PARENT/CAREGIVER SUPPORT GROUPS
It is an opportunity to find other parents who can hear and relate to what you are going through. Many parents find it harder to relate to friends and relatives whose experiences with their children are very different. It is also important to find a group you feel comfortable with. Often you can learn from parents whose struggles are more or less challenging experiences than your own. You may form friendships with them too.
It is important to find a support group that works for you. If your young person has a severe substance use disorder, you may feel alienated in certain support groups where other families’ problems seem relatively minor in comparison. In contrast, you may be shocked to hear the problems of others if your young person does not have a substance use disorder, or if you are not quite ready to accept the reality of what is happening. It is normal to change support groups throughout your journey.
We encourage you to talk to the group facilitator about the kinds of situations that the parents in the group are dealing with before you attend, so you can find the best fit for you.
There are several agencies that offer individual or family counselling. Being able to communicate one-on-one with someone and talk about your own personal experience can be very helpful. A good counselling experience can validate the intensity of your experience and offer helpful skills, strategies, and direction.
KEEPING A JOURNAL
Keeping a personal journal can be a good way to see change and progress over time. Some things in your journal might include:
- Count the gems: tracking small wins
- Vent: describe those days when things are not going well
- Be the observer: practice being observant and describe the details of what you are seeing. Practice being objective to give yourself a break from the emotion of the situation
- Make a list of ways to care for yourself
- Make a list of things you can control and things you cannot
- Set small goals and celebrate each achievement
REACHING OUT IN YOUR COMMUNITY
If you are feeling overwhelmed and exhausted, it can be more difficult to take care of yourself and your loved one(s). Slow down, rest, and when you are ready, reach out to others who can understand and validate your journey. Reaching out and communicating with your young person’s school staff, local police, or social workers can sometimes be helpful.
Be brave and reach out. Every challenging moment is a learning opportunity.

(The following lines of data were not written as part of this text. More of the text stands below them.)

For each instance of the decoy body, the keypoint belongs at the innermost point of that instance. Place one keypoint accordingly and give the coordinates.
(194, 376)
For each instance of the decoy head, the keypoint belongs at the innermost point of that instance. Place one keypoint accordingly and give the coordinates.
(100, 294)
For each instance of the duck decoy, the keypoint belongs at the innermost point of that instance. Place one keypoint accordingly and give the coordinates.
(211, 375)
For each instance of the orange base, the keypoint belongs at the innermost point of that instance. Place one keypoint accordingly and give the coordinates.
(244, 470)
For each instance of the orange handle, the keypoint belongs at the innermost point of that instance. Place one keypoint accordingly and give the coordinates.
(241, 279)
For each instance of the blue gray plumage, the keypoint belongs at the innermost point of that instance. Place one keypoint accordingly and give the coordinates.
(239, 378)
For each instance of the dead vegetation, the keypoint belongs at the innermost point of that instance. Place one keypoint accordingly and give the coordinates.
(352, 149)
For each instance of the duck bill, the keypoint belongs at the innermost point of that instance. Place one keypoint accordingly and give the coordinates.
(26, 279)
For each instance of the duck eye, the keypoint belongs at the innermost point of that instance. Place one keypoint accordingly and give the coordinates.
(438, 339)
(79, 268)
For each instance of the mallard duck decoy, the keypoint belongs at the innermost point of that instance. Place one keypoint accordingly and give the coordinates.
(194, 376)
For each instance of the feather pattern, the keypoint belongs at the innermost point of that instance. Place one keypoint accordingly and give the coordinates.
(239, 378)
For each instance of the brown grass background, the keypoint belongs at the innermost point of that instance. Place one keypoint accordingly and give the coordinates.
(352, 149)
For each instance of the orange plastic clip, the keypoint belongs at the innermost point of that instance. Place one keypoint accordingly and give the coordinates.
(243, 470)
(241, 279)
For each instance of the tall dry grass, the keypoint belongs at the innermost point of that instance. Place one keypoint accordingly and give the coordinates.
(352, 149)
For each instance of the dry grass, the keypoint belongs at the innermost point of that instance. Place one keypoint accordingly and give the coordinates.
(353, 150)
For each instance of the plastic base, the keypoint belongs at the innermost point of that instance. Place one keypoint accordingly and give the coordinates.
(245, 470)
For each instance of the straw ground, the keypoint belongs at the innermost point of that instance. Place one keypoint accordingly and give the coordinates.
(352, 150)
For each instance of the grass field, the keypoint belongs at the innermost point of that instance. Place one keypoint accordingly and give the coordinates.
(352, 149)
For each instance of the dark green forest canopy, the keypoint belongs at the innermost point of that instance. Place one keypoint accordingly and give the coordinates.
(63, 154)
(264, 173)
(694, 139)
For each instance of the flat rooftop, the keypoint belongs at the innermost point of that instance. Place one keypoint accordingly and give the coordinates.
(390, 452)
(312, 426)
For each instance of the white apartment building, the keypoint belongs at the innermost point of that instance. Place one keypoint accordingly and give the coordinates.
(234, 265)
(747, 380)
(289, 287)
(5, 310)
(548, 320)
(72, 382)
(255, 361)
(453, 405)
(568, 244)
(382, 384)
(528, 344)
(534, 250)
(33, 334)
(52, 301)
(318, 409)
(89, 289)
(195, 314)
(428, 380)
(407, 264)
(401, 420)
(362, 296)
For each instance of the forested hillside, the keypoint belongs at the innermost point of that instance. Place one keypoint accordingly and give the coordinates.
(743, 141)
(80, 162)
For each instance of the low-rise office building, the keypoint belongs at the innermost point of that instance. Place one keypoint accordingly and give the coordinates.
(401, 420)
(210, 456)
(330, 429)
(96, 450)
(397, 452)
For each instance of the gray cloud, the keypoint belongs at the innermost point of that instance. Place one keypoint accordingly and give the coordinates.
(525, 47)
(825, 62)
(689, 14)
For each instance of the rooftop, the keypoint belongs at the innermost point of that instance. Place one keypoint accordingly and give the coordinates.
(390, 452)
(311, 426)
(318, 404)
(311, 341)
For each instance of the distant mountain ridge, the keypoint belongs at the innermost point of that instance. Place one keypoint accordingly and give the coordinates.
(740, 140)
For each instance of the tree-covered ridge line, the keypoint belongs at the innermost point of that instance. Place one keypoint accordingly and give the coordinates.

Set flexible boundaries with your young person and accept that they will change. Sometimes you may find yourself needing to set firm boundaries. Sometimes you may feel like the passive parent. It can be scary but try it anyway. Get to know your limits and be kind to yourself in the process. You are doing your best.
They have a journey and so do we. Do your own work. Your young person does not want to see you suffering because of them.